Kevin Drum Gets His History Wrong on Social Security Compromise

Cross posted from AEI's Enterprise Blog:

Kevin Drum, blogging at Mother Jones, argues that Ron Brownstein's comparison of the current healthcare reform impasse to the fight over Social Security reform in 2005 is misguided. Kevin said:

Maybe I'm remembering things through partisan-colored glasses, but my recollection is that there are some pretty significant differences here. George Bush never sought out any compromise at all. He insisted on a pure, budget-busting carve-out privatization scheme and never gave Democrats so much as a chance to make a deal. But what if he'd made it clear that he was open to compromise? Say, part carve-out, part add-on, and with a modest collection of benefit cuts and tax increases to go along with it? I suspect a lot of Dems would have been open to something like that, but Bush never gave them a chance.

This isn't how I remember things and I was pretty closely involved (this is what it got me, for what it's worth). What Drum presents is a caricature of the Bush administration's positions, one that is, no doubt, widely believed on the left, but a caricature nonetheless.

Consider some Social Security compromises made by President Bush:

1.    "Progressive price indexing," which would balance Social Security's finances by reducing benefits for middle and higher earners while leaving exempt low earners (those below the 30th percentile of the earnings distribution). Low earners could stay in the current system, with no personal accounts if they chose, and receive everything that was promised. By contrast, Bush's 2001 reform commission recommended "full" price indexing, which would have reduced benefits across the board.

2.    Progressive personal accounts: Accounts were (if I remember right) equal to 4 percent of earnings, up to a $1,000 max. So low earners could invest a larger share of their earnings, if they chose, and (in expectation at least) would receive larger proportional gains. Most conservatives would have favored a flat account structure where everyone invested the same percentage.

3.    Open to raising tax max: In the spring of 2005 Bush shifted direction on taxes: previously the administration had opposed raising either the rate or the cap, but in 2005 it refused to rule out raising the payroll tax ceiling. As the New York Times put it at the time:

"In what appeared to be an effort to show Democrats that he is serious about bipartisan compromise, Mr. Bush, responding to questions from a group of regional newspaper reporters, did not rule out raising or eliminating the cap on earnings that are subject to the payroll tax that pays for Social Security benefits."

This made it pretty clear that the administration would have accepted a tax max increase as part of a deal. And note, this was in February of 2005, when the process started, not a last-minute concession when the game was already finished.

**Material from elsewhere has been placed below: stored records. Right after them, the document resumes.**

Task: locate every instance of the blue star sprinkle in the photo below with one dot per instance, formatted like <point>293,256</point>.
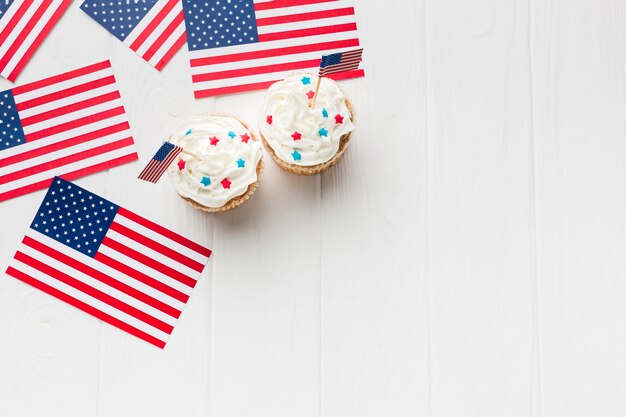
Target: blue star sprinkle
<point>218,23</point>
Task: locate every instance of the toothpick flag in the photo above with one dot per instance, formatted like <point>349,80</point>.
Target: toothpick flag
<point>109,262</point>
<point>154,29</point>
<point>71,124</point>
<point>243,45</point>
<point>339,62</point>
<point>23,26</point>
<point>159,162</point>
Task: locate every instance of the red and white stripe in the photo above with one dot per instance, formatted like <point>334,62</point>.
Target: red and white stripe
<point>293,36</point>
<point>23,27</point>
<point>139,280</point>
<point>349,61</point>
<point>155,169</point>
<point>75,124</point>
<point>160,34</point>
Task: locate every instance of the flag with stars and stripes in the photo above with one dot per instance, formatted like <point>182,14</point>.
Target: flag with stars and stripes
<point>71,124</point>
<point>339,62</point>
<point>244,45</point>
<point>109,262</point>
<point>154,29</point>
<point>160,162</point>
<point>23,26</point>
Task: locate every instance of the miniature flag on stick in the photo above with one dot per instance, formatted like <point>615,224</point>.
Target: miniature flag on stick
<point>154,29</point>
<point>109,262</point>
<point>72,124</point>
<point>23,27</point>
<point>337,63</point>
<point>247,45</point>
<point>159,162</point>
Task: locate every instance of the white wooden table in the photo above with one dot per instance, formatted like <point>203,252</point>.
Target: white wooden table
<point>467,258</point>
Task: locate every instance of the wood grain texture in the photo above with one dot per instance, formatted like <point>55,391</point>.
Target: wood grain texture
<point>465,258</point>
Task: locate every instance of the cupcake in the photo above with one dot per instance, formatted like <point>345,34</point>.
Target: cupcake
<point>221,163</point>
<point>301,139</point>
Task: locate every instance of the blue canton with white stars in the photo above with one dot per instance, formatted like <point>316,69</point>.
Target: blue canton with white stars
<point>4,5</point>
<point>219,23</point>
<point>332,59</point>
<point>11,133</point>
<point>163,151</point>
<point>120,16</point>
<point>74,217</point>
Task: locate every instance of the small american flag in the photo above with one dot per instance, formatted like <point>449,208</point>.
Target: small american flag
<point>339,62</point>
<point>243,45</point>
<point>23,26</point>
<point>154,29</point>
<point>109,262</point>
<point>159,162</point>
<point>71,124</point>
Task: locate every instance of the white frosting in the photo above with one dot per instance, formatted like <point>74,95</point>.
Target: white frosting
<point>288,105</point>
<point>217,162</point>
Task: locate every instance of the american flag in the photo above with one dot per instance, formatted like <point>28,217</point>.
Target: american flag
<point>243,45</point>
<point>109,262</point>
<point>23,26</point>
<point>71,124</point>
<point>339,62</point>
<point>154,29</point>
<point>160,162</point>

In sum, the Bush administration said it would fix Social Security by cutting benefits for high earners and potentially by raising taxes on high earners. For the so-called party of the rich, that seems like a fair bit of compromise.

Likewise, would the White House have accepted a mix of carve-out/add-on personal accounts, as Kevin says they should have proposed? I have no doubt—as in, zero doubt—that it would have.

In short, the Bush administration was open to exactly the type of compromise Kevin says they should have been. So why no deal? For one reason and one reason only: the Democratic leadership refused to even discuss reform until carve-out accounts were taken off the table. Now, maybe they thought this was a good political strategy and good policy, just as many conservatives think we should oppose healthcare reform unless the public option is taken off the table. But make no mistake that it was the Democratic leadership's position which precluded any deal on Social Security, not the Bush administration's.

Megan McArdle also weighs in with other examples of how the Bush administration was open to compromise.